I decided to play SMT4 after finishing up SMT5. I loved SMT5 and I'd been sitting on SMT4 for years so I decided to finally give it a shot. Man, this is a very very different type of experience in pretty much every way.
I do like that SMT4 has a far more fleshed out cast and setting, but the steep decline in quality in the gameplay has been a bit sad to see. This game honestly confuses me a bit as to the series' reputation for stellar combat and high difficulty: I've found it's failed to deliver either one. The game is actually quite easy. So long as you survive a boss's initial attacks, you'll set a few buffs up and the rest of the fight will be a cakewalk. Heck, the HP totals of some bosses is so low that I've legitimately killed bosses before they've even had the chance to attack. But the low difficult honestly isn't that disappointing for me. I appreciate a difficult game every now and then, but it's not something I seek out. The most disappointing thing about this game's combat is just how weirdly unbalanced it is, which was probably the truly surprising thing given the series' reputation. This game feels extraordinarily random. The difficulty of the game is easy, but that's not stopping the wrong coin flips on initiative and crits giving you the occasional random death to a random encounter 5 levels below you. On the opposite end, you can feasibly defeat level 75 demon domain bosses at level 30 because HP totals are extremely low and stats don't feel like they matter as much as getting lucky with crits/misses/initiative. Sometimes I feel like I'm just sorta swept away by this game's random flow and that the outcome of numerous fights have been outside my hands as RNGesus takes the wheel. It's not always frustrating and it's not always unfun, but it's rarely satisfying. It's a marked decrease in quality compared to SMT5's.
And the issue with gameplay doesn't really stop at the way the battles function, either.
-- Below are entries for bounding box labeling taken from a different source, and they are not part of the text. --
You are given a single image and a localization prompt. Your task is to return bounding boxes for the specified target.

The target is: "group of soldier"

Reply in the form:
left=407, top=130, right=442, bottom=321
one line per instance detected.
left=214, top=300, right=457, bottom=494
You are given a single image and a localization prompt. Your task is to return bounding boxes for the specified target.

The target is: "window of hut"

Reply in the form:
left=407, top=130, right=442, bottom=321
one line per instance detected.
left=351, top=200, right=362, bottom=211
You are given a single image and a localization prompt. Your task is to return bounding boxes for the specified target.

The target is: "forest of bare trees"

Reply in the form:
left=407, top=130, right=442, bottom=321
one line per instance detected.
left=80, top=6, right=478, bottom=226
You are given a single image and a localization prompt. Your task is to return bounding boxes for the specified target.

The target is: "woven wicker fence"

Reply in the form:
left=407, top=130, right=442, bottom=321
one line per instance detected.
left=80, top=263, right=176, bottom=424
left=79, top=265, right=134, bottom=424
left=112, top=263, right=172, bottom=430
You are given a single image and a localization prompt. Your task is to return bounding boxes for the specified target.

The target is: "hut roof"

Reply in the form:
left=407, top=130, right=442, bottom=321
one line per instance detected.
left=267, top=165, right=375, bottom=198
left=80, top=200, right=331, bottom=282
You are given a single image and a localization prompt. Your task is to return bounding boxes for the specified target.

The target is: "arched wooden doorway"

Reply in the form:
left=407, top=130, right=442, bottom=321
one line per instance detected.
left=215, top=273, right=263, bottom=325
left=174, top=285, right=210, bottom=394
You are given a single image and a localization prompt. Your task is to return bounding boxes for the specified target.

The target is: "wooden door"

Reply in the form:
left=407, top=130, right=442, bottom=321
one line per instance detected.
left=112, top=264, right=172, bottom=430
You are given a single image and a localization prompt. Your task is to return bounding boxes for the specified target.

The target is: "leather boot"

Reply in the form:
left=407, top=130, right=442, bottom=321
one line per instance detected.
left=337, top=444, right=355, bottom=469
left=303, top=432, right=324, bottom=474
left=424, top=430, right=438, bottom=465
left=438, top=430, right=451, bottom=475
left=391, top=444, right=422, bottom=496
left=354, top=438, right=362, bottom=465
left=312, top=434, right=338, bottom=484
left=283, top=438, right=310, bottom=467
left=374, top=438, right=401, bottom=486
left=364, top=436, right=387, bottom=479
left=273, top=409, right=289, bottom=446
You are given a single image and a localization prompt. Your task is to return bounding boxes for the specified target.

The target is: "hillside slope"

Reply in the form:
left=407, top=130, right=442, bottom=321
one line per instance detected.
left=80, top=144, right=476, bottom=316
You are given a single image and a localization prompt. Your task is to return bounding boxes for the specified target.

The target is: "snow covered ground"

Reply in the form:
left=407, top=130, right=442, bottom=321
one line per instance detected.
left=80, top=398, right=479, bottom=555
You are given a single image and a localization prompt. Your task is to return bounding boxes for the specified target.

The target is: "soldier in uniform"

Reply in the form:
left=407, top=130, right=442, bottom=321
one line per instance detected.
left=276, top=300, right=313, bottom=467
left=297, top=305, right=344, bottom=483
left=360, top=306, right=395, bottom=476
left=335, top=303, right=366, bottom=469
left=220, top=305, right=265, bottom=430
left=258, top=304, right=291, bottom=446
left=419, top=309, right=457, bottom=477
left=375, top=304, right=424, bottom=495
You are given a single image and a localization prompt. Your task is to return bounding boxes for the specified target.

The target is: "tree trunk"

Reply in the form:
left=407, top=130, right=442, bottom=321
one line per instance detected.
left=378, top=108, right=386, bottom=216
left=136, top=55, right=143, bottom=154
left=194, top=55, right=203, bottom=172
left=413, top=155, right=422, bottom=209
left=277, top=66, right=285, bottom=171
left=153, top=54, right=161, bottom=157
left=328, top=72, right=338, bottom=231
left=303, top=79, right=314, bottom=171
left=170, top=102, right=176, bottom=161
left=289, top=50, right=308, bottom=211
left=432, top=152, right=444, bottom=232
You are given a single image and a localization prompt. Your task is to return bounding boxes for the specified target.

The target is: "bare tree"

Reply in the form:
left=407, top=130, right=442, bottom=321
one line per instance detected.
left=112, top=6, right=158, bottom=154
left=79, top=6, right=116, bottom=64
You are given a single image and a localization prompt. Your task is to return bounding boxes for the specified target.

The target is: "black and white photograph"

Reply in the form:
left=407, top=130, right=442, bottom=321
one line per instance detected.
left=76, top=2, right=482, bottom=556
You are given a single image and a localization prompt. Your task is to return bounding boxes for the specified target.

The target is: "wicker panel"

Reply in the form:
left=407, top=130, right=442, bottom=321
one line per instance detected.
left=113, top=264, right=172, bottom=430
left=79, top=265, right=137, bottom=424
Perhaps just as important as the fairly janky battles is the complete and utter lack of individuality of the demons here. I'm surprised at how generic demons function in battle. I was expecting SMT5 to feature a number of improvements just because it's the next game in the series and it's not unusual for games to tighten ideas up over time, but whereas SMT5's demons felt almost Pokemon-esque in their individuality as far as it pertained to things like which spells make sense on a given demon, their specializations, their stats, and the such, here demons feel like pretty blank slates where the biggest differences are simply which jpg is displayed. If you're anything like me, you'll pass down 95%+ of the same skills every time you fuse a demon in a mixture of generically strong skills you want to keep on your roster and skills you want to strengthen on your protagonist through the demon whisper mechanic. This has resulted in me really just keeping the same exact skills on demons as I fuse them on many occasions, and the only reason I'm actually fusing demons is to get a fresh one to level up a few times to initiate a new whisper and fill out the compendium a bit more. Demons don't specialize in anything. Stats are far more uniform: I've noticed 3-4 different stat "archetypes" in this game and as far as I can tell demons in the same archetype are almost exactly the same stats. Demon weaknesses often feel picked entirely at random.
Despite the pretty scathing account of the game's more combat-focused gameplay mechanics, I'm actually still somehow enjoying myself. The biggest similarity between this game and 5 is the fact that I've just zoned out and spent hours at a time completing as many sidequests as I can find and exploring every nook and cranny I see. I've completed almost every Challenge Quest available to me at this point (I'm level 46), and I enjoy completing them all as I go. This loop for me has been the game's saving grace. It certainly doesn't prop the game up to the heights of 5 for me, but it's at least made it something I don't regret pushing my way through, and it's enough that I may still consider going through Apocalypse at some point. I've heard, as far as gameplay mechanics go, Apocalypse is an improvement over 4. I'd also be interested in hearing how 3 compares to both 4 and 5 in some of the ways I've touched on if anybody has a chance to talk about it. I'm still interested in checking out more of the series even if 4 has dampened my excitement a little bit.